Great Expectations

09 August 2017
I always said that I didn't care what sort of grades my son got at school, I just wanted him to be happy.

This noble sentiment lasted exactly until Mr G got his first school report. 


He got top marks right across the board for his social skills, confirming what were already told at parent teacher interviews - "he's a great favourite with everyone, all the kids, even the visitors the classroom, he loves to have a chat and make friends". We already knew he has a caring streak to his personality (when he was two and a half, at a party, his father poured him a cup of soft drink - a rare treat - and he turned and handed it to his cousin because she didn't have one yet. What toddler does that?).

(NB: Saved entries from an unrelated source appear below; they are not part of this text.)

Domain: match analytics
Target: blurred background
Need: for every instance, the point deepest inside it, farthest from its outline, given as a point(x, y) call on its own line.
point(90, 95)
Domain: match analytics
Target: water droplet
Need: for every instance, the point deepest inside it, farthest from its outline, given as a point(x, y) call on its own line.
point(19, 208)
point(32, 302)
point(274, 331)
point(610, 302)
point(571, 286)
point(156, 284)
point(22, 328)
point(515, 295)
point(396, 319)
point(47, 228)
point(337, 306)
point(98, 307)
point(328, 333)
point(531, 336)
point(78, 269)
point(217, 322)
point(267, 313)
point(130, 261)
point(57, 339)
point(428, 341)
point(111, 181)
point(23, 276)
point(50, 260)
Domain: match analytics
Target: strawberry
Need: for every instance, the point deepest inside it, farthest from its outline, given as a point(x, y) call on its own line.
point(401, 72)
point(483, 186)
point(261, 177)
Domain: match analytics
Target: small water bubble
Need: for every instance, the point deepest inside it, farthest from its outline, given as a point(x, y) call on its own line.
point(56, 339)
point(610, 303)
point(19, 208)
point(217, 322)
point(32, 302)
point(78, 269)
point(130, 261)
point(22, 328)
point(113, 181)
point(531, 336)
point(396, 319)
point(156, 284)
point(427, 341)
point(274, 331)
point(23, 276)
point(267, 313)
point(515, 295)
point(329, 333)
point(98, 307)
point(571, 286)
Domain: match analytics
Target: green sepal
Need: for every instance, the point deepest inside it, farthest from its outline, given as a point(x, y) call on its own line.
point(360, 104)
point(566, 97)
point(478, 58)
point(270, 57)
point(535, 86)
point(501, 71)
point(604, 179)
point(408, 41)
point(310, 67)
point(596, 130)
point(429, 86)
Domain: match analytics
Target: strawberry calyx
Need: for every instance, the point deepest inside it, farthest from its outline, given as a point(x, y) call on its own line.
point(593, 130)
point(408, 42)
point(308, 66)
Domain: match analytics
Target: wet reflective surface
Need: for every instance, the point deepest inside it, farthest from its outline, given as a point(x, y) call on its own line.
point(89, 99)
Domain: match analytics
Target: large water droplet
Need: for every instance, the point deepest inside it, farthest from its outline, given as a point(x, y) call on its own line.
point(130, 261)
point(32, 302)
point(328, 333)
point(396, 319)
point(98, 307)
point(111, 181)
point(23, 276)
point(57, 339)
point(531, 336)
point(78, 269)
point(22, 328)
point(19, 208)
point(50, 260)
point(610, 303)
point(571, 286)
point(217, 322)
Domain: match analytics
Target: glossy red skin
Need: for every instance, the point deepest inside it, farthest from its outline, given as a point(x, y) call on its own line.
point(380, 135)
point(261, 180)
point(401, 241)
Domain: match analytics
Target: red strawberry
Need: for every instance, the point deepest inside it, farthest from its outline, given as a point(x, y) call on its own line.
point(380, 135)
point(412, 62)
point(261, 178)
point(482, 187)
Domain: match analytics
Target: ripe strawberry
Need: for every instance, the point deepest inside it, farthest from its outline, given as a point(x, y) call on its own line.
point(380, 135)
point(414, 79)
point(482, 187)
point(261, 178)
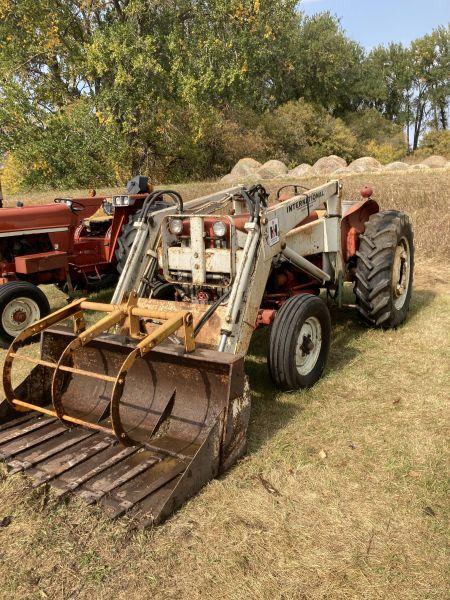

But his marks for academic performance left me reeling. This was not what I expected at all. We thought he was bright (doesn't every parent think their kid is bright?). His father has a degree, I'm completing one and realistically hoping to do a PhD before I'm fifty. Mr G is taken to museums and galleries and festivals and we travel and read to him and constantly talk about how the world works. 

And here he was with marks for maths and reading and science that made my teeth hurt. It must be my fault. Did I not have enough iodine when I was pregnant? Was it the three glasses of wine I had before the pregnancy was confirmed? No Mozart in the nursery? Did he eat lead paint chips in our ancient house in Newcastle? Was it the trauma of separation? Was I just a terrible mother? What went wrong?

G's dad isn't worried at all, but I took it pretty hard at first. This is not what I expected. I was a bookish and let's face it, unpopular child (with personality traits that would today be diagnosed and offered professional support, but back in the 1980s were considered fair game from bullying from students and teachers alike. If today's kids are coddled and protected from the harsh realities of the world, good, compared to the Darwinian cesspit that was the school playgrounds of yore. Then I was skipped ahead, which made things worse. I digress). 

Meanwhile, at ten years old, G's father was sat in his room during the summer holidays, reading. His mother, worried her son wasn't getting enough fresh air or contact with kids, suggested he go talk to the kids playing cricket in the street and ask to join their game. G's father replied "or maybe I could say to them they should come in here and read". 

I expected G would be somewhat the same. He has two parents who lavish him with love and care, so I hoped he'd find it a little easier to get along in the world, but I was expecting a nerd. He's not. He's not interested in trains or dinosaurs or any other fixation, and whilst he's not a tearaway nor sporty (I think his genes have precluded that) his decidedly average school marks have put paid to my daydreams where we were told he was outperforming everyone and invited to special programs for gifted and talented students...as both Mr G's father and I were.

Marks for the first semester of the first year of school aren't exactly life defining. It was more about me, the sort of child I imagined I'd have, and my shock when he turned out to be not like that at all.

It's a bit of a head spin. You dream of this baby before it even exists, have it, nurture it so they become their own person, and then they are their own person going off into the world doing their own things and you're like come back! You're still my baby! But you know they're not.

And he is not the imaginary future child who lived in my head (who was dressed like Little Lord Fauntleroy, was unsettlingly precocious, and spoke in an English accent with received pronunciation for no apparent reason). He is himself, and he's happy. No matter what my expectations, I really can't ask for more than that.